Os pesadelos retornam

Quando o despertador tocou, acordei suada e com o coração acelerado. T ive pesadelos outra vez, os quais sequer me lembrava. Há muito tempo eu havia os deixado para trás, mas naquele dia resolveram fazer uma surpresa, tirando o meu sossego como de costume. Após alguns minutos no banho e o mesmo percurso de sempre, cheguei à escola.

Na entrada, lá estavam as pessoas as quais eu convivia há anos, e no início do corredor ... isso mesmo, o Beto. Me esperando e apontando para o relógio, como um pai quando sua filha chega tarde em casa.

-O que foi agora? - Beto perguntou, andando em minha direção, com sua calça preta cheia de pequenos rasgos no joelho. Era o terceiro dia consecutivo que ele a usava, observei ligeiramente.

-Dá para parar? - disse, furiosa, enquanto tirava alguns fios de cabelo do meu rosto levemente suado.

-Calma Alice, só estou brincando. Mas por que tanta demora?

-Por que se importa tanto? Eu demorei no banho, acordei assustada, tive pesadelos... - suspirei lembrando-me deles - Enfim.

-Como os de antes? Pensei que tinham acabado...

Parece que resolveram me assombrar novamente.

-V ai passar, fique tranquila... Acho melhor sentarmos lá fora. Perdemos o primeiro horário - disse ele segurando meu braço.

-Perdemos? Se você estava aqui o tempo todo, por que não foi para a aula? - o encarei.

-Não queria que perdesse o horário sozinha.

Um suspiro foi a única resposta que encontrei após ver naqueles olhos esverdeados, tamanho carinho e bondade.

-Às vezes não entendo suas atitudes.

-Alice, você é minha melhor amiga. – disse ele, tirando mais alguns fios de cabelo que caíram sobre meu rosto.

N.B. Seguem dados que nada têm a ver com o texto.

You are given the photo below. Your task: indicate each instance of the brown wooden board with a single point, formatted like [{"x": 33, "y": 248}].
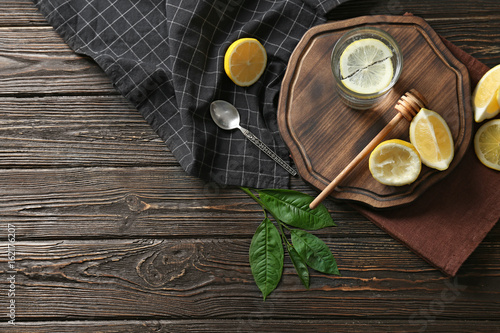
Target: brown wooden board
[{"x": 324, "y": 135}]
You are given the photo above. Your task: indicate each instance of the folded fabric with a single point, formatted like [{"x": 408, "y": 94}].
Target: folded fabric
[
  {"x": 446, "y": 224},
  {"x": 166, "y": 57}
]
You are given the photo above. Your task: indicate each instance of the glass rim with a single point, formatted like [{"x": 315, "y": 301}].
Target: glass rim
[{"x": 338, "y": 47}]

Melhor amiga, pensei, era ainda mais claro agora, era apenas assim que ele me via. Deveria estar feliz, mas ao ouvir essa frase, meu coração foi invadido por uma onda de insatisfação, só queria expulsar esses sentimentos de mim, e não permitir que minha mente voltasse a confundir nossa amizade com qualquer outra coisa.

-Olha, me desculpe. Eu sei que sou uma idiota às vezes, principalmente quando se trata do seu cuidado... é que eu realmente não compreendo, parece que você está tentando ser meu pai. – disse, em um tom brando, tentando fazê-lo compreender.

-Não Alice, claro que não! É que nos conhecemos há tantos anos, eu estava lá quando... – o interrompi.

-O "quando" se refere à morte dos meus pais?

-Sim. Sei que não gosta desse assunto. Me desculpa. Ando pegando no seu pé ultimamente, mas, é que eu sinto como se tivesse que protegê-la sempre.

O abracei, abracei o Beto com todas as minhas forças, abracei-o com meu coração, onde ele sempre estaria. Naquele momento eu senti em seu abraço, uma paz fora do comum, senti o calor de alguém que sempre estaria ao meu lado, não importa o que acontecesse.

Vamos esperar lá fora - falei, após me desvencilhar de seu abraço.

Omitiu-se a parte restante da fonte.